A epigenética tem mostrado como o meio ambiente impacta nos genes. Na gravidez, o meio ambiente é o corpo da mulher. De acordo com as pesquisas sobre ovodoação e epigenética, a pessoa que nasce do útero da receptora será totalmente diferente daquela que seria gerada na barriga da doadora.
A personalidade, aptidões, algumas características físicas e preferências da criança, por exemplo, vão ser definidas a partir do seu desenvolvimento no útero, como a mãe se relaciona com ela e com o mundo em sua volta. Tudo o que acontece na gravidez é determinante e, consequentemente, fortalece os laços identitários entre mãe e filho. Haverá troca de nutrientes, hormônios e, acima de tudo, emoções.
Por outro lado, deve ser respeitada a liberdade da mulher para definir o que deve ser feito do seu corpo. Em uma sociedade estética, será que os desejos devem se transformarem em direitos? Qualquer pessoa tem o direito de constituir família, bem como de querer ter filhos, mas qual seria o limite ético para se atingir esse fim? Deveria haver um utilitarismo moral? A ética kantiana coloca o homem como fim em si mesmo e não para ser usado como meio pois isso seria imoral.
Bem.

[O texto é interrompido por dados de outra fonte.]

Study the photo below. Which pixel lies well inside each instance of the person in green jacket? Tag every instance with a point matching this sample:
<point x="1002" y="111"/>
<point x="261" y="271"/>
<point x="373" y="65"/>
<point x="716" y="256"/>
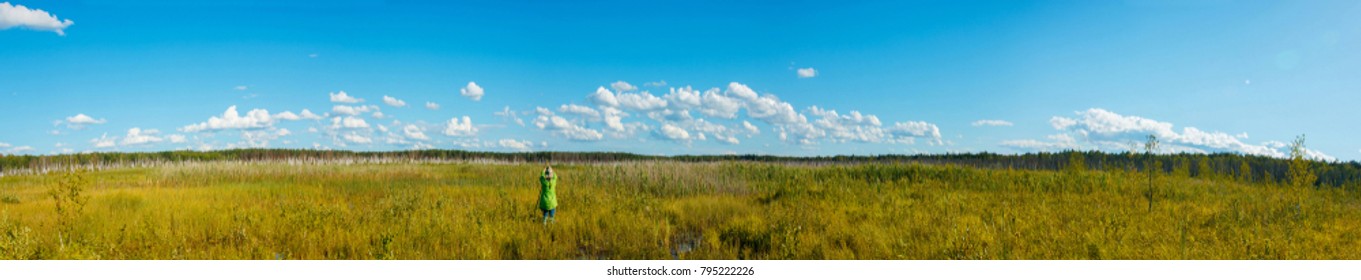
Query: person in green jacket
<point x="547" y="195"/>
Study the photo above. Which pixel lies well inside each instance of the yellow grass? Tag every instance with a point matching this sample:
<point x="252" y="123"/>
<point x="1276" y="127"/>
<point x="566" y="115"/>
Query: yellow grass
<point x="666" y="210"/>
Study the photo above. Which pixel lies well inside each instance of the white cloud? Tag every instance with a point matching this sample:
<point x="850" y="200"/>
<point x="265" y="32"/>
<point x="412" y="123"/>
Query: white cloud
<point x="308" y="114"/>
<point x="104" y="142"/>
<point x="21" y="150"/>
<point x="991" y="123"/>
<point x="561" y="127"/>
<point x="336" y="123"/>
<point x="916" y="129"/>
<point x="622" y="86"/>
<point x="1056" y="143"/>
<point x="138" y="136"/>
<point x="357" y="139"/>
<point x="506" y="113"/>
<point x="580" y="110"/>
<point x="603" y="98"/>
<point x="683" y="97"/>
<point x="1108" y="129"/>
<point x="471" y="91"/>
<point x="674" y="132"/>
<point x="230" y="120"/>
<point x="287" y="116"/>
<point x="414" y="132"/>
<point x="673" y="113"/>
<point x="614" y="118"/>
<point x="719" y="132"/>
<point x="353" y="110"/>
<point x="516" y="144"/>
<point x="79" y="121"/>
<point x="641" y="102"/>
<point x="394" y="102"/>
<point x="14" y="15"/>
<point x="460" y="128"/>
<point x="345" y="98"/>
<point x="719" y="105"/>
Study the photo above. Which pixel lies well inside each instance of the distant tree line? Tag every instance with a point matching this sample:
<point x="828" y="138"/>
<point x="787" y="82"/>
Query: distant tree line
<point x="1217" y="166"/>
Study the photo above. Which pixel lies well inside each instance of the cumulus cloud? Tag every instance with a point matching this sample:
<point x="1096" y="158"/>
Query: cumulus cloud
<point x="991" y="123"/>
<point x="392" y="101"/>
<point x="674" y="118"/>
<point x="580" y="110"/>
<point x="353" y="110"/>
<point x="104" y="142"/>
<point x="357" y="137"/>
<point x="308" y="114"/>
<point x="516" y="144"/>
<point x="674" y="132"/>
<point x="232" y="120"/>
<point x="12" y="15"/>
<point x="561" y="127"/>
<point x="345" y="98"/>
<point x="338" y="123"/>
<point x="471" y="91"/>
<point x="512" y="116"/>
<point x="1056" y="143"/>
<point x="25" y="148"/>
<point x="460" y="128"/>
<point x="641" y="102"/>
<point x="414" y="132"/>
<point x="750" y="128"/>
<point x="603" y="98"/>
<point x="622" y="86"/>
<point x="287" y="116"/>
<point x="79" y="121"/>
<point x="138" y="136"/>
<point x="1108" y="131"/>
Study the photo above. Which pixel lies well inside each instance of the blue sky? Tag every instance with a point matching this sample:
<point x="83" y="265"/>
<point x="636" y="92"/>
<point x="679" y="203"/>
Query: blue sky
<point x="783" y="78"/>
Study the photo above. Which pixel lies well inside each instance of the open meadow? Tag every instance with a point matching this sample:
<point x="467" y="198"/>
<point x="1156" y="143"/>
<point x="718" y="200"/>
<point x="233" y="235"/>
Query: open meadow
<point x="662" y="210"/>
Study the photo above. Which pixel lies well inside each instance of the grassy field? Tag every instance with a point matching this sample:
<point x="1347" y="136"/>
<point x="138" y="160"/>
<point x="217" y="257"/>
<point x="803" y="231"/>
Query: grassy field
<point x="663" y="211"/>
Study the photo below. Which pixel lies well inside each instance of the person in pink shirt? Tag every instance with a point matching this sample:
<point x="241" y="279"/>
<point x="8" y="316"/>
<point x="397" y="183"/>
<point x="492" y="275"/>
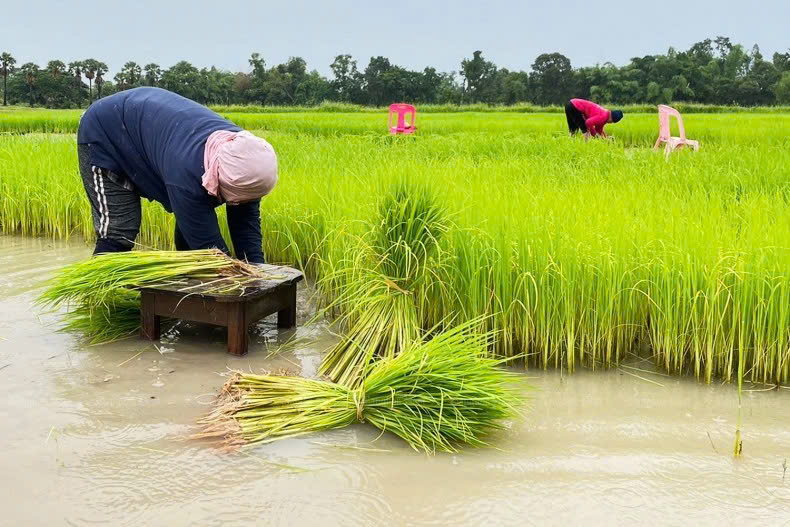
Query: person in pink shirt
<point x="589" y="117"/>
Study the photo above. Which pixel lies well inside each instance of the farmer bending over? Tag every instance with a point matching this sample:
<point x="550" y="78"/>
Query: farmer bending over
<point x="589" y="117"/>
<point x="151" y="143"/>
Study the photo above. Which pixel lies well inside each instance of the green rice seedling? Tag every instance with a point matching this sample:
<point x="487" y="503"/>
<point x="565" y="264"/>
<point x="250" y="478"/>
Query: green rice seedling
<point x="574" y="253"/>
<point x="101" y="290"/>
<point x="435" y="395"/>
<point x="382" y="282"/>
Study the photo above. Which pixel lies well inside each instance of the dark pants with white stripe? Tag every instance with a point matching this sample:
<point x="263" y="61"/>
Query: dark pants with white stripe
<point x="115" y="206"/>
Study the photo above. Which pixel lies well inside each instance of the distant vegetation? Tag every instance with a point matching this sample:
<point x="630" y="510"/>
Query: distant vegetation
<point x="713" y="72"/>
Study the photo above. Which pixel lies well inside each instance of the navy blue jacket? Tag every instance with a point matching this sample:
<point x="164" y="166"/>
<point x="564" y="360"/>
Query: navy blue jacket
<point x="156" y="138"/>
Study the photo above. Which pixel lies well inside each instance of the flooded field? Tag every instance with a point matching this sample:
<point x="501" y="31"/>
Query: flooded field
<point x="96" y="435"/>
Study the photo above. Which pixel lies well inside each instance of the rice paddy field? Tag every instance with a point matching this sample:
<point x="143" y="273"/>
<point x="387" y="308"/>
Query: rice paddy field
<point x="662" y="284"/>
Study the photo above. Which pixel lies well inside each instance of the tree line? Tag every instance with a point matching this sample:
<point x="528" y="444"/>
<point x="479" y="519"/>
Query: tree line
<point x="713" y="71"/>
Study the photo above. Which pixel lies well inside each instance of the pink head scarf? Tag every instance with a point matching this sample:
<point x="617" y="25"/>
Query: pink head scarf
<point x="239" y="166"/>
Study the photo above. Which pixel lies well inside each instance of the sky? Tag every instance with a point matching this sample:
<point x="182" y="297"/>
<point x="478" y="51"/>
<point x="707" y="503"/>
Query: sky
<point x="411" y="33"/>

Precisamos aprofundar tais discussões. Sabemos tudo da técnica, mas muito pouca sobre a ética, sobre a moralidade da ação.
*Josimário Silva
Especialista, Mestre e Doutor em Cirurgia pela PUCRS; Especialista em Bioética Clínica pela Fundación de Ciencias de la Salud de Madrid. Espanha. Pós Doutor em Bioética pelo Universidade São Camilo São Paulo. Bacharel em Direito pela Faculdade Católica Imaculada Conceição do Recife. (FICR). Mestrando em Direito Médico pela Universidade de Santo Amaro (SP). UNISA.